Accident | |
---|---|
Date | 1 January 1985 |
Summary | Controlled flight into terrain for unknown reasons |
Site | Mount Illimani, Bolivia 16°38′10″S 67°47′21″W / 16.63611°S 67.78917°W |
Aircraft | |
Aircraft type | Boeing 727-225 Advanced[a] |
Operator | Eastern Air Lines |
IATA flight No. | EA980 |
ICAO flight No. | EAL980 |
Call sign | EASTERN 980 |
Registration | N819EA |
Flight origin | President Stroessner International Airport, Asunción, Paraguay |
1st stopover | El Alto International Airport, La Paz, Bolivia |
Last stopover | Simón Bolívar International Airport, Guayaquil, Ecuador |
Destination | Miami International Airport, Florida, United States |
Occupants | 29 |
Passengers | 19 |
Crew | 10 |
Fatalities | 29 |
Survivors | 0 |
Eastern Air Lines Flight 980 was a scheduled international flight from Asunción, Paraguay, to Miami, Florida, United States. On January 1, 1985, while descending towards La Paz, Bolivia, for a scheduled stopover, the Boeing 727 jetliner struck Mount Illimani at an altitude of 19,600 feet (6,000 m), killing all 29 people on board.
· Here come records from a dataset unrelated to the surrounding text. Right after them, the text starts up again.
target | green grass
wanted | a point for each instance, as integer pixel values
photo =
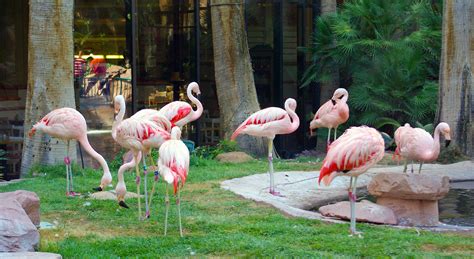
(216, 222)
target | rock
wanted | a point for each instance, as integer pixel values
(110, 195)
(409, 186)
(366, 211)
(17, 232)
(35, 255)
(28, 200)
(412, 197)
(234, 157)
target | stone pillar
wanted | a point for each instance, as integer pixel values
(412, 197)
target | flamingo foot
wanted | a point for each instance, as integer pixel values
(275, 193)
(355, 233)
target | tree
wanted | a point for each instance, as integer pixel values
(50, 76)
(235, 85)
(389, 52)
(456, 92)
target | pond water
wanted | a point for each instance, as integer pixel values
(457, 208)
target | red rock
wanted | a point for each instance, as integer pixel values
(17, 232)
(366, 211)
(28, 200)
(409, 186)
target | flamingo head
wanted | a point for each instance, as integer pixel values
(339, 94)
(290, 103)
(176, 133)
(446, 131)
(119, 102)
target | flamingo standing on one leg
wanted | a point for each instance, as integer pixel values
(174, 166)
(268, 123)
(145, 114)
(140, 136)
(332, 113)
(352, 154)
(180, 113)
(67, 124)
(416, 144)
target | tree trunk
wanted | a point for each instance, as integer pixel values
(327, 88)
(50, 77)
(235, 85)
(455, 103)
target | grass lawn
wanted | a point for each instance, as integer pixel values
(216, 222)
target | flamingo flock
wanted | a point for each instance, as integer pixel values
(352, 154)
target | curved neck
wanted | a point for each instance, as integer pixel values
(118, 119)
(88, 148)
(436, 145)
(295, 120)
(196, 113)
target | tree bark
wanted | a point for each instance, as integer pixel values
(235, 84)
(327, 88)
(50, 77)
(455, 103)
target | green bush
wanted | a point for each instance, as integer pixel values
(387, 54)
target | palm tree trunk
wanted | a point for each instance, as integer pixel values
(50, 77)
(456, 91)
(235, 85)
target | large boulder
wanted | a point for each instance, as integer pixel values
(366, 211)
(17, 232)
(29, 202)
(234, 157)
(412, 197)
(409, 186)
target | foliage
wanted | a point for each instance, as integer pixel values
(210, 152)
(388, 53)
(217, 223)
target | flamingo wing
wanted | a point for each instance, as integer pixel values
(261, 118)
(356, 150)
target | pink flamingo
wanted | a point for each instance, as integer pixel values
(352, 154)
(174, 166)
(180, 113)
(139, 135)
(332, 113)
(417, 144)
(67, 124)
(268, 123)
(154, 142)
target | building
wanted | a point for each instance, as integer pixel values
(168, 45)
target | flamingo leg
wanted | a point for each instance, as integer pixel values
(145, 172)
(178, 202)
(270, 166)
(66, 160)
(167, 202)
(353, 198)
(137, 172)
(329, 140)
(157, 177)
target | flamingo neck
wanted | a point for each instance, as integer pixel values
(295, 120)
(195, 113)
(436, 145)
(118, 119)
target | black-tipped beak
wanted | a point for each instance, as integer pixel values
(447, 142)
(122, 204)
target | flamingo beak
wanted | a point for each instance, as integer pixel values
(447, 142)
(122, 204)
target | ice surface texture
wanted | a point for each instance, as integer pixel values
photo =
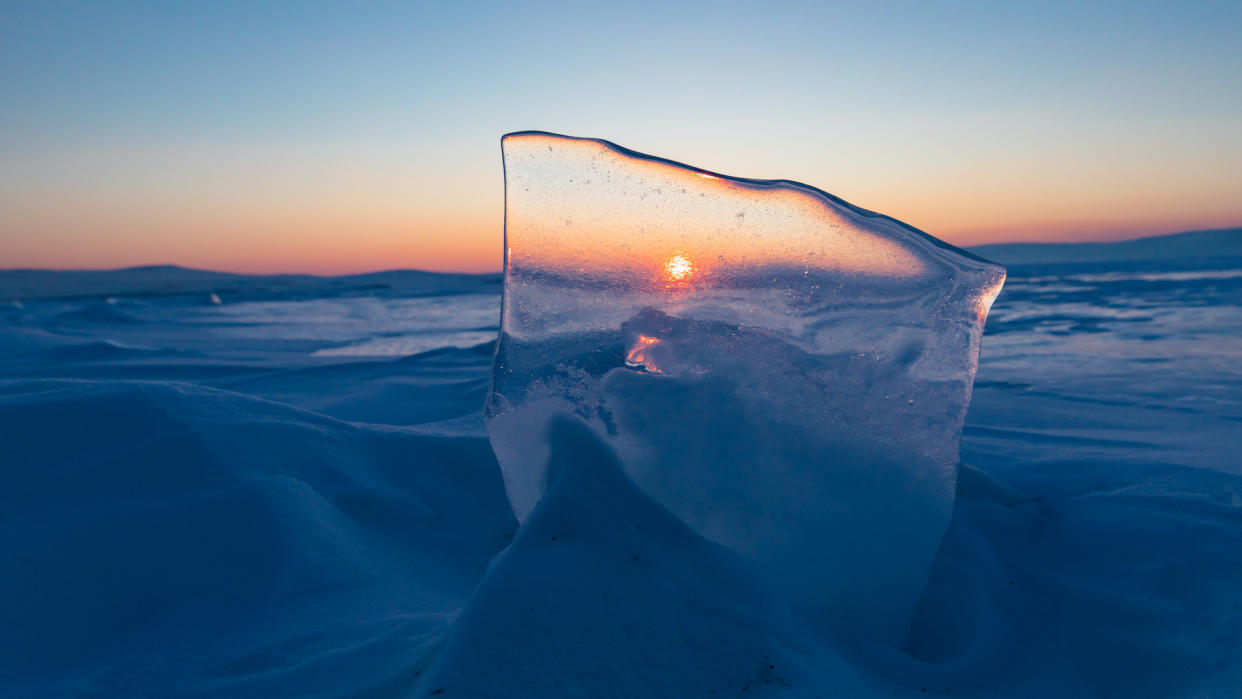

The wreckage was scattered over a large area of a glacier covered with snow. Over the decades, several search expeditions were only able to recover a small amount of debris, and searches for the flight recorders were unsuccessful. The accident remains the highest-altitude controlled flight into terrain in commercial aviation history.